The growth of expectations
Grade inflation is an undeniable phenomenon. With the 1987 grade allocation quotas being abolished, the sharp increase in students being awarded Bs and above was evident. Take the 17.7 per cnet increase in achievement of A or A* grades between 1982 and 2012.
Now with a grade system neither completely norm-referenced or criterion-referenced, it’s become commonplace to assume governments are inflating the number of higher grades achieved to counteract dumber and dumber students lumbering their way into Sixth Form. All in the name of international recognition and a Gold Star for their DIY unemployment solution.
But this washed-out manner of observing the statistics does not address the growth of university applications, and how this is tightening grade standards like an uncomfortable noose around the neck of students. There has been a net increase of approximately 301,000 university applications between 1994 and 2019. That’s 301,000 excuses for universities to be pickier, and fall into the trap of creating excessive pressure on young people.
The increasing availability of knowledge and resources has opened the opportunity of higher education to minorities and lower-income households otherwise historically refused access to qualifications, paving the way for an economy of equality. But the cycle is vicious. Though more students can apply, top universities become stricter in their admissions, and suddenly the expectation is to score higher and higher.

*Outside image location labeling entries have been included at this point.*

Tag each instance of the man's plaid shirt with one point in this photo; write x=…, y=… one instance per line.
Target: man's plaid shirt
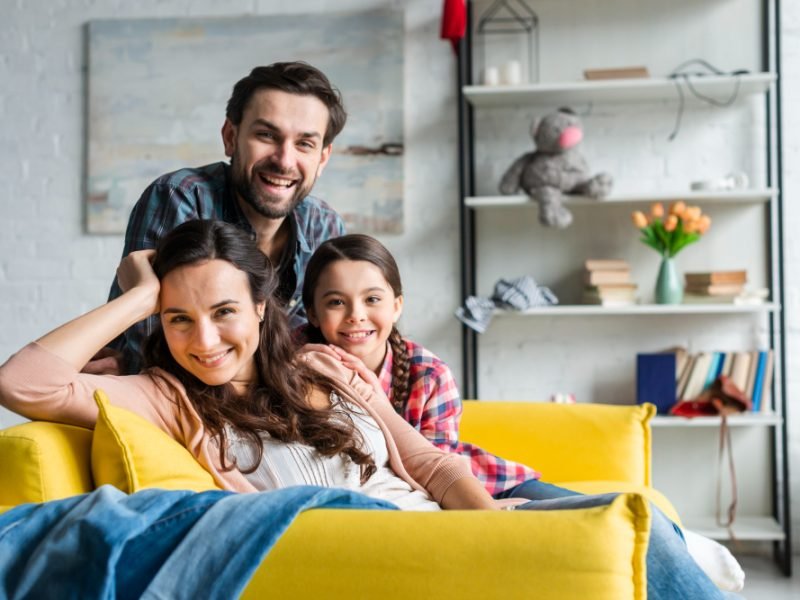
x=434, y=409
x=206, y=193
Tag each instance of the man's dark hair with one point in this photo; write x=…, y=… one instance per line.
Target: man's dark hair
x=294, y=78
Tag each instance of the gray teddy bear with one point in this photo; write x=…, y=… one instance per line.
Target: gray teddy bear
x=555, y=168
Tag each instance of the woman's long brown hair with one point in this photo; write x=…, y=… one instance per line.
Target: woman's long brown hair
x=277, y=403
x=368, y=249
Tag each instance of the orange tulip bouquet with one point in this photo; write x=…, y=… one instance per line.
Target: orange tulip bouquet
x=668, y=233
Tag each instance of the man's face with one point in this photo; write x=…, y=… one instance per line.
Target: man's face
x=277, y=151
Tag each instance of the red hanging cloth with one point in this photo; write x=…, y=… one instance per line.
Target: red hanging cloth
x=454, y=21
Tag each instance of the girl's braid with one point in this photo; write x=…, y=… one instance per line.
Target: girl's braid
x=401, y=371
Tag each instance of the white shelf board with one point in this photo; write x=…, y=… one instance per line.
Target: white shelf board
x=719, y=87
x=756, y=196
x=637, y=309
x=763, y=419
x=744, y=528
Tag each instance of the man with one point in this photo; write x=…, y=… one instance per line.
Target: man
x=280, y=123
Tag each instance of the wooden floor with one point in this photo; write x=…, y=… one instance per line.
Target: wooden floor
x=763, y=580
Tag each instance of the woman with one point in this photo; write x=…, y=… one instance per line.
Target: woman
x=224, y=382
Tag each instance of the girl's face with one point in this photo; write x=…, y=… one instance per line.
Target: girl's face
x=210, y=322
x=355, y=308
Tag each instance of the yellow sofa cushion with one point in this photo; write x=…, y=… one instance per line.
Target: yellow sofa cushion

More and more students can now march their way through A-Levels with confident stride. Pick up a sparkler and rejoice in that fact. Don’t use it as another way to berate the young for a system they do not control.
Education is one of the only things in the economy that trickles down successfully. You can see with the economic rise of South Korea and Japan — countries somewhat devoid of those tasty natural resources to fatten up their wallet — and how this boils down to a realisation that, ‘oh dear, maybe we should be helping our citizens develop mentally instead of stepping on them for outdoing us?’
As a country, our goal should be exactly that. We must reduce suffering and make things a little easier for the next in-line, even if that means admitting the upcoming generations might just outshine us.